Konstituierende Fraktionssitzung AfD tut sich schwer mit sich selbst

Berlin · Konflikte führen in der ersten Sitzung der neuen AfD-Fraktion zu Komplikationen. Zwei der neuen Parlamentarier sollen nach Ansicht einiger Abgeordneter gar nicht erst in die Fraktion aufgenommen werden. Einer verlässt wenige Stunden später den Saal.

 Parteichef Tino Chrupalla (l.) und die alten Fraktionschefs Alice Weidel und Alexander Gauland beim Gruppenfoto mit AfD-Mitgliedern.

Parteichef Tino Chrupalla (l.) und die alten Fraktionschefs Alice Weidel und Alexander Gauland beim Gruppenfoto mit AfD-Mitgliedern.

Foto: dpa/Kay Nietfeld

Das Gruppenfoto von alten und neuen AfD-Abgeordneten zeigt sie am Mittwochnachmittag noch einträchtig nebeneinander. Es ist vor Beginn der ersten Fraktionssitzung aufgenommen und vermittelt einen Eindruck von parlamentarischer Stärke. 10,3 Prozent bei der Bundestagswahl, 16 direkt gewonnene Mandate, das macht 83 Köpfe. Trotz des Verlustes von zwei Prozentpunkten. Doch der harmonische Schein trügt.
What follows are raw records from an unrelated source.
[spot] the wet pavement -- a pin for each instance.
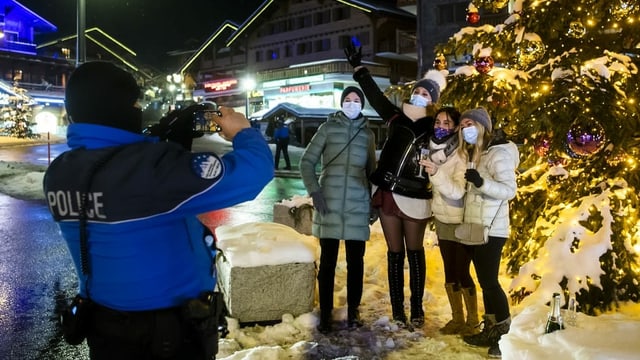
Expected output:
(36, 272)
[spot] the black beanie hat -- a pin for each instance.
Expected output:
(101, 93)
(434, 82)
(479, 115)
(350, 89)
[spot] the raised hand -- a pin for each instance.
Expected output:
(354, 55)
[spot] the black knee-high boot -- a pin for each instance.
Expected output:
(325, 297)
(417, 274)
(355, 274)
(395, 272)
(326, 278)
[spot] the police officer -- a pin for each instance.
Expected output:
(126, 204)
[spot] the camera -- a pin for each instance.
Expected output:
(203, 120)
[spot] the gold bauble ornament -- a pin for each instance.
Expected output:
(576, 30)
(529, 53)
(440, 62)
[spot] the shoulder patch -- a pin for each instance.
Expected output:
(207, 166)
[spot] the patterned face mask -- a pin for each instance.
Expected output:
(440, 133)
(419, 100)
(351, 109)
(470, 134)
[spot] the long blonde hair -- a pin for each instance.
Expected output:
(473, 152)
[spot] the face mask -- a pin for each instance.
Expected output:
(418, 100)
(351, 109)
(470, 134)
(440, 133)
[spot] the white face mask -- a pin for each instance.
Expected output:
(470, 134)
(419, 100)
(351, 109)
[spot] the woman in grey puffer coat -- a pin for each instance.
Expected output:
(345, 148)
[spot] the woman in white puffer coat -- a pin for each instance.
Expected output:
(446, 168)
(493, 179)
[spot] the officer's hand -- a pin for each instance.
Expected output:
(177, 126)
(354, 56)
(230, 122)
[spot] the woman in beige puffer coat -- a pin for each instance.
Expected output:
(344, 146)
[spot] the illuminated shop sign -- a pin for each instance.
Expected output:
(295, 88)
(220, 85)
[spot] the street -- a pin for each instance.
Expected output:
(37, 275)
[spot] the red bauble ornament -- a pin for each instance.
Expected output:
(473, 17)
(483, 64)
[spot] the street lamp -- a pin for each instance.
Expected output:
(248, 84)
(175, 86)
(81, 45)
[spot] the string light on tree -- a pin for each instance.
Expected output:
(572, 105)
(473, 15)
(484, 64)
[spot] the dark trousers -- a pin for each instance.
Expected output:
(142, 335)
(282, 146)
(456, 259)
(486, 260)
(326, 274)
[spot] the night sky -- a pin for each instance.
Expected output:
(150, 27)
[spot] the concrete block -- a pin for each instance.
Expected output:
(265, 270)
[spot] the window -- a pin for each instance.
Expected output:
(359, 40)
(341, 13)
(322, 17)
(344, 41)
(303, 22)
(273, 54)
(304, 48)
(364, 38)
(322, 45)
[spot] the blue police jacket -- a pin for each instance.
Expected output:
(145, 244)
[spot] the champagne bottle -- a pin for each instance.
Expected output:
(554, 321)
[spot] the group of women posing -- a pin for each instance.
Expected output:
(466, 173)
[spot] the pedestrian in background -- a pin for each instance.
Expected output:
(281, 137)
(344, 146)
(491, 175)
(401, 192)
(126, 204)
(446, 169)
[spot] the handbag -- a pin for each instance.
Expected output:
(472, 234)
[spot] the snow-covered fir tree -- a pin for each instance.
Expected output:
(16, 115)
(560, 77)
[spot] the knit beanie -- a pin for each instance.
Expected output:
(350, 89)
(479, 115)
(434, 82)
(101, 93)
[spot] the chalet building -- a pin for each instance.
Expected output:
(293, 51)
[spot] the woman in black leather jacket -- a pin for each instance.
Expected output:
(399, 193)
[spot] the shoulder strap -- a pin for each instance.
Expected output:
(84, 242)
(345, 147)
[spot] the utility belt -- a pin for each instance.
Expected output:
(197, 321)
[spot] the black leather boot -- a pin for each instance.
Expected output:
(395, 272)
(417, 274)
(326, 275)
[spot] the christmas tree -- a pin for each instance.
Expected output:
(560, 78)
(17, 115)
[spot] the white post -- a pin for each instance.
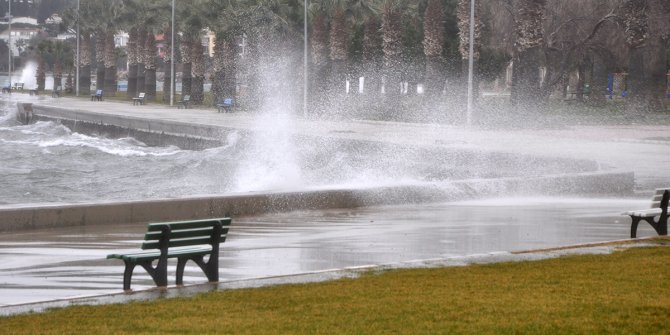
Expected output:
(304, 93)
(77, 60)
(471, 61)
(172, 81)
Matthias Moosdorf aus Sachsen und Matthias Helferich aus NRW sollen erst gar nicht in die Fraktion aufgenommen werden, weil sie in der Vergangenheit mit extremen Äußerungen aufgefallen waren. Damit setzt die AfD ihre Machtkämpfe fort. Es geht um die Frage, wie „gemäßigt“ oder wie „völkisch-national“ die Truppe um Jörg Meuthen und Tino Chrupalla ausgerichtet werden soll. Helferich hatte bereits im Wahlkampf belastende Nachfragen ausgelöst und den Bundesvorstand veranlasst, eine Ämtersperre gegen ihn auszusprechen, nachdem er sich – angeblich persiflierend – als „freundliches Gesicht des NS“ bezeichnet hatte.

Schon bei ihrer Wahlergebnis-Betrachtung hatten Meuthen und Chrupalla am Montag den Bruch innerhalb der Partei offengelegt. Meuthen will mit seinen Anhängern auch die bürgerliche Mitte ansprechen; Chrupalla bemüht sich, alle Strömungen zu integrieren. Er hat das Vertrauen des offiziell aufgelösten, informell unter der Regie von Thüringens Parteichef Björn Höcke aber noch gut funktionierenden „Flügels“. Auch die aus den AfD-Gründerzeiten mit dem Oberbegriff wirtschaftsliberal bezeichnete Fraktionschefin Alice Weidel hat sich intensiv um gute Kontakte zum „Flügel“ bemüht – und ihre Karriere damit abgesichert.

Nach dem Ausscheiden des vormaligen Fraktionschefs Alexander Gauland hatten die beiden Wahlkampf-Spitzenkandidaten Chrupalla und Weidel abgesprochen, im Team nun als Chefs der neuen Fraktion weiterzumachen. Meuthen hatte dagegen protestiert und für Einzelabstimmungen plädiert. Vor Beginn der konstituierenden Sitzung wurde von Abgeordneten eine weitere Kanone gegen Weidel in Stellung gebracht – mit dem Antrag, künftig nur noch einen Vorsitzenden zu wählen.

Und das ist nur ein Vorgeschmack auf die Auseinandersetzungen, die der AfD bei ihrem Parteitag im Dezember drohen. Noch hat sich Meuthen nicht entschieden, ob er wieder antritt. Bereits beim Parteitag in Kalkar im vergangenen Jahr gab es nur mühsam kanalisierte Vorstöße, ihn abzusetzen. Wenn er ein weiteres Mal im frontalen Angriff die Auseinandersetzung um die Ausrichtung der AfD sucht, könnten die nach den Wahlen gestärkten „Flügel“-Gefolgsleute Mehrheiten gegen ihn organisieren. Bereits beim Parteitag über das Wahlprogramm hatte sich Höcke mit mehreren Zuspitzungen des Programms durchsetzen können.